Summary and Analysis Chapters 34-35



Tom discovers that Jim is being held in a small farm cabin, and the two boys discuss plans to free Jim from captivity. Huck's logical plan is to steal the keys from Uncle Silas, quickly unlock Jim, and immediately leave on the raft. Tom argues that the plan is too simple and as "mild as goosemilk." After they examine the cabin where Jim is being held, Huck suggests that they tear off one board for Jim to escape. Tom again argues that the plan is not complicated enough and then decides that they should dig Jim out because doing so will take a couple of weeks. When a slave brings food to Jim, the boys go along and whisper to Jim that they are going to set him free.

Tom and Huck begin making plans for an elaborate escape, and each step becomes more complicated and time-consuming. Tom argues that Jim will need a rope ladder and other items such as case-knives and a journal, because the escape must be done just like the prison novels he has read.


The opportunity to burlesque Tom's romanticism and infuse humor back into the novel comes at the price of Jim's perceived freedom. In actuality, Jim has already been set free by the late Miss Watson's will, and readers will learn this startling fact at the end of the novel. However, because both Huck and Jim are unaware of Jim's freedom, they agree to follow Tom's extravagant plans for a dramatic escape.

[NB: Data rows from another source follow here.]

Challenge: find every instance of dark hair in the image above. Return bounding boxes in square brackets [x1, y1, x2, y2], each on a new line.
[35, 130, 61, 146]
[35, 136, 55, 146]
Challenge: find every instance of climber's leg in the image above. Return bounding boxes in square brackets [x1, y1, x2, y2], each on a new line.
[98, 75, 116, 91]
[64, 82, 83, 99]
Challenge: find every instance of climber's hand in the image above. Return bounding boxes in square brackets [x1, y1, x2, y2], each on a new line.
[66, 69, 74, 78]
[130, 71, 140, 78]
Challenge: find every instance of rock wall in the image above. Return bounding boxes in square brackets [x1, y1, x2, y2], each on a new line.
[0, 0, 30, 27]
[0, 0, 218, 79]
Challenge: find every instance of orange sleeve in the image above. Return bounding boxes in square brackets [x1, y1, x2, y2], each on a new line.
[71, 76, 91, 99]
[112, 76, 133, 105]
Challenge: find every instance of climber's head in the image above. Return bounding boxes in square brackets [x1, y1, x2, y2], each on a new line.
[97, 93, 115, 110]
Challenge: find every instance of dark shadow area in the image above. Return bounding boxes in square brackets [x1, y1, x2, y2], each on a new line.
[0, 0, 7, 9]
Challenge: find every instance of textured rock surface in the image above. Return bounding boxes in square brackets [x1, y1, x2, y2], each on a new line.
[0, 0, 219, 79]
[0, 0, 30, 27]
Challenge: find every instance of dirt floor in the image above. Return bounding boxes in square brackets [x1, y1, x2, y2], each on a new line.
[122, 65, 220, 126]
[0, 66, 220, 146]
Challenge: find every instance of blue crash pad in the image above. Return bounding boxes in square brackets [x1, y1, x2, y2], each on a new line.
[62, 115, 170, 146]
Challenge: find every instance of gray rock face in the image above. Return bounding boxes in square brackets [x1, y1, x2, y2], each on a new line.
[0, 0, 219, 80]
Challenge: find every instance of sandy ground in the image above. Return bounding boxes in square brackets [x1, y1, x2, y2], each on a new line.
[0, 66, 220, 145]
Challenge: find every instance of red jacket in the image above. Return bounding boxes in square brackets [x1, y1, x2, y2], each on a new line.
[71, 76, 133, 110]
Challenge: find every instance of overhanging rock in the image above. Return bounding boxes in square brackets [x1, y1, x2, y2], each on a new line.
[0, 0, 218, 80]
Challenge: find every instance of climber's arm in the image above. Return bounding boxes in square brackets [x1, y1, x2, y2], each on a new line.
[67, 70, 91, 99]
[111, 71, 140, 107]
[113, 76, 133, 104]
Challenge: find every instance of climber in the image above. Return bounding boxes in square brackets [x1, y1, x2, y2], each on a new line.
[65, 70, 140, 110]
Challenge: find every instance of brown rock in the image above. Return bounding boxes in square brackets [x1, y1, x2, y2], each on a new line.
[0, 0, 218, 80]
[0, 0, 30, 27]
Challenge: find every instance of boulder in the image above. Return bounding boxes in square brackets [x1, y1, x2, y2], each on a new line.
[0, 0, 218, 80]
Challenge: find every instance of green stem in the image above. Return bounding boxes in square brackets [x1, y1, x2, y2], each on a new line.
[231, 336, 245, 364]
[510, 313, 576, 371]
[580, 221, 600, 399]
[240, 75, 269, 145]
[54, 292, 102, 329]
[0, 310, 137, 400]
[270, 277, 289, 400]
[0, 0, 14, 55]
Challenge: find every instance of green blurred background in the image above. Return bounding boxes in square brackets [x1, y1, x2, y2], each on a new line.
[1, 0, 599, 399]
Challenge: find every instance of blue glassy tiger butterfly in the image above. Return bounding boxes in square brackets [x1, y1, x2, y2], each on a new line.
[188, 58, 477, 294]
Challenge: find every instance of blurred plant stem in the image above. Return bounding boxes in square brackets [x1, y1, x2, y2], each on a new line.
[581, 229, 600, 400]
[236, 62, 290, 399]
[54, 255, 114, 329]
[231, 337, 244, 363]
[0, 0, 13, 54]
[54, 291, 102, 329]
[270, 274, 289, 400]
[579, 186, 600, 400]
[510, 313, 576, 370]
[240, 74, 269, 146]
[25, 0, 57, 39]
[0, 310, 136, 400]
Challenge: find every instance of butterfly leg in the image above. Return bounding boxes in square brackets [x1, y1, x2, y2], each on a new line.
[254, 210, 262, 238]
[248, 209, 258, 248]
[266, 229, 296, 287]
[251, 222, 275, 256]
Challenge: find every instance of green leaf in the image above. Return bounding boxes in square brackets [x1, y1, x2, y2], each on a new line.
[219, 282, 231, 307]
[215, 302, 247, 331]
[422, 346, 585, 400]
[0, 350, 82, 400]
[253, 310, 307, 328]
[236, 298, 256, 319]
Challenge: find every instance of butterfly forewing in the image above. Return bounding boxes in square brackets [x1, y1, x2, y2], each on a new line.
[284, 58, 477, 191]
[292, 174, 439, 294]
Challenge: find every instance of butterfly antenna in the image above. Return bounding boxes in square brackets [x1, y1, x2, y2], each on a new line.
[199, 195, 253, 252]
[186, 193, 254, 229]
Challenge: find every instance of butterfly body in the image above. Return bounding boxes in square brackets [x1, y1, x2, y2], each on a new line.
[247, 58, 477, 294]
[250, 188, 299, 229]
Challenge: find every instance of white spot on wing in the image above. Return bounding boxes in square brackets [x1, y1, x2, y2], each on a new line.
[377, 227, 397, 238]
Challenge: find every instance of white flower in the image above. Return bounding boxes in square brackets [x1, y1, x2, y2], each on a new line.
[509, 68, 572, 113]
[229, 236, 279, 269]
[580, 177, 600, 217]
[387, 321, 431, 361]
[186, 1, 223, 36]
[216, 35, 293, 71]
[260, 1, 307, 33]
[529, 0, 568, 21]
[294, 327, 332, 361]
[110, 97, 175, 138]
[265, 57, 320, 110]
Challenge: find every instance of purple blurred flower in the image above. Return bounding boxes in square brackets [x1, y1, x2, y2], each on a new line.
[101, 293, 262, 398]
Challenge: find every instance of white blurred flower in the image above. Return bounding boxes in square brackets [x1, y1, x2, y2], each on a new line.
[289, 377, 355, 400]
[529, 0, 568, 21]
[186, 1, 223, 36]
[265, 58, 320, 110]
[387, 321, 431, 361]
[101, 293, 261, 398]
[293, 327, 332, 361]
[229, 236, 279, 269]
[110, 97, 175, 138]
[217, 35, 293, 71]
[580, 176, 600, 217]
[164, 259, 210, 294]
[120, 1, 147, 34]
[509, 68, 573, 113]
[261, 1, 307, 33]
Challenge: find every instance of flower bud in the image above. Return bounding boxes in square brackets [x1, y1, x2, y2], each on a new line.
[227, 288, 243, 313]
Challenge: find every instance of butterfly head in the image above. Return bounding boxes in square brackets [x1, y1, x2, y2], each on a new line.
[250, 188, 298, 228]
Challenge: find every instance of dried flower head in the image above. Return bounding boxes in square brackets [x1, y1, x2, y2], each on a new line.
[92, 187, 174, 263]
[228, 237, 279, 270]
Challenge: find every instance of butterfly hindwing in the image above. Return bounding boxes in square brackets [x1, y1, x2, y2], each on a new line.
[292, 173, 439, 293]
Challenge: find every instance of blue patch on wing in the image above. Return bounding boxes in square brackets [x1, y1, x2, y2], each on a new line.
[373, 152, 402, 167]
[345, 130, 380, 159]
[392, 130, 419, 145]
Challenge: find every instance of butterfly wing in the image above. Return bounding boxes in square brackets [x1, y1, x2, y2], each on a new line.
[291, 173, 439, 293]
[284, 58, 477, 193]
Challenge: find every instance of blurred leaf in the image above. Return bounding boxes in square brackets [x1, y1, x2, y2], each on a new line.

The elaborate escape plan provides Tom the opportunity to call upon several of the prison stories and adventure novels he has read. By combining unnecessary tactics such as a tunnel and devices such as a rope ladder, the entire plan becomes a comical romantic farce. The incongruity of Huck's logic in the face of Tom's imagination creates several humorous exchanges, and the farce is reminiscent of Twain's earlier work with Tom Sawyer. For example, when Tom says that Jim needs to keep a journal, Huck replies, "Journal your granny — Jim can't write."

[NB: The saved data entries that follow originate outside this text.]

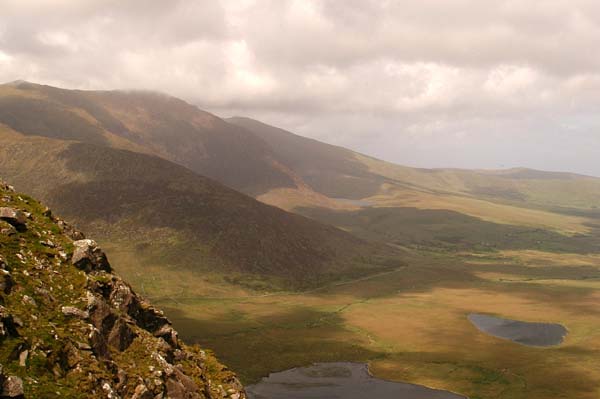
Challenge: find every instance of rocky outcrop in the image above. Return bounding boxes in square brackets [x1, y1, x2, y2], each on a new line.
[0, 179, 246, 399]
[0, 208, 26, 232]
[72, 239, 112, 272]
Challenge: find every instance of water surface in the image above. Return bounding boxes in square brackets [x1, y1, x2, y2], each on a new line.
[246, 362, 466, 399]
[468, 313, 567, 347]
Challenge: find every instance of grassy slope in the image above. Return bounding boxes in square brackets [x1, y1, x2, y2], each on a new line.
[0, 130, 390, 288]
[157, 248, 600, 399]
[0, 81, 301, 196]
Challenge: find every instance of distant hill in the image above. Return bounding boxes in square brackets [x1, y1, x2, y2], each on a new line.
[227, 116, 600, 211]
[227, 116, 600, 239]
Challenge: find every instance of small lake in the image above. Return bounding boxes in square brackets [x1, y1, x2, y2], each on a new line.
[468, 313, 568, 347]
[246, 362, 467, 399]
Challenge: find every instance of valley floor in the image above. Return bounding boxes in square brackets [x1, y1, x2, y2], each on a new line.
[110, 247, 600, 399]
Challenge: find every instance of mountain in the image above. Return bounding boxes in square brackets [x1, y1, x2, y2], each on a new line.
[0, 179, 245, 398]
[0, 127, 388, 289]
[0, 81, 303, 196]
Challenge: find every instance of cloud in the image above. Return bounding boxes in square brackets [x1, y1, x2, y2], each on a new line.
[1, 0, 600, 175]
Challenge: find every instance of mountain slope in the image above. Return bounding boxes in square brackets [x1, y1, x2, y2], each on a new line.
[0, 179, 245, 398]
[0, 81, 301, 196]
[0, 128, 388, 288]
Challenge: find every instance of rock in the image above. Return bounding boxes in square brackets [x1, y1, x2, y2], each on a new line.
[0, 207, 25, 223]
[131, 384, 153, 399]
[22, 295, 36, 307]
[101, 381, 120, 399]
[72, 239, 111, 272]
[1, 375, 24, 398]
[109, 280, 135, 313]
[134, 301, 170, 334]
[87, 294, 114, 332]
[107, 319, 137, 352]
[89, 328, 111, 360]
[40, 239, 56, 248]
[154, 324, 179, 348]
[166, 369, 203, 399]
[61, 306, 90, 319]
[18, 350, 28, 367]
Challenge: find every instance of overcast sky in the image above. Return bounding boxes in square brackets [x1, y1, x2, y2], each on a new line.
[2, 0, 600, 176]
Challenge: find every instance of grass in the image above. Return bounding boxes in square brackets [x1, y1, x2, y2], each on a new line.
[105, 247, 600, 398]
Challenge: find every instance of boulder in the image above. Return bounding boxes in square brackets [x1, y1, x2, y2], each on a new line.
[0, 208, 26, 231]
[72, 240, 111, 272]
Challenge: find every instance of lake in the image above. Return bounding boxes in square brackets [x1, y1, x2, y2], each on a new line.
[468, 313, 568, 347]
[246, 362, 467, 399]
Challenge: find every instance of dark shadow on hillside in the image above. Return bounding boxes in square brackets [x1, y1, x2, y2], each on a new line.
[42, 142, 394, 287]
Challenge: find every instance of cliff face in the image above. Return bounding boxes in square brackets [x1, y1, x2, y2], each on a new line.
[0, 179, 245, 399]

Huck's practical response is both humorous and revealing at the same time. On the surface, it is obvious that Jim does not need to keep a journal, but the fact that Jim is captive during this time is an overriding shadow on the slapstick humor. The ability to read and write was not common among anyone in the mid-1800s, and because Jim is a slave, his being able to write is much more unlikely. More important, however, is the realization that Huck cannot stop the nonsensical plans because he and Jim are trapped within the confines of a racist society.

Neither Huck nor Jim is able to dissuade or alter Tom's plans except in minor ways, and their failed attempts symbolize their ill-fated efforts to truly escape civilization's conventions. The biting satire is obvious when Huck wonders about the logic of digging a tunnel with ordinary case-knives. When he questions Tom, Tom replies that "It don't make no difference how foolish it is, it's the right way . . . . And there ain't no other way, that ever I heard of, and I've read all the books that gives any information about these things." As a representative of proper society, Tom summarizes civilization's reliance on tradition and existing laws that have been recorded, despite their lack of humanity and compassion.


fox-fire the luminescence of decaying wood and plant remains, caused by various fungi.

seneskal seneschal, a steward or major-domo in the household of a medieval noble.

Langudoc Languedoc, historical region of southern France.

Navarre historical region and former kingdom in northeast Spain and southwest France.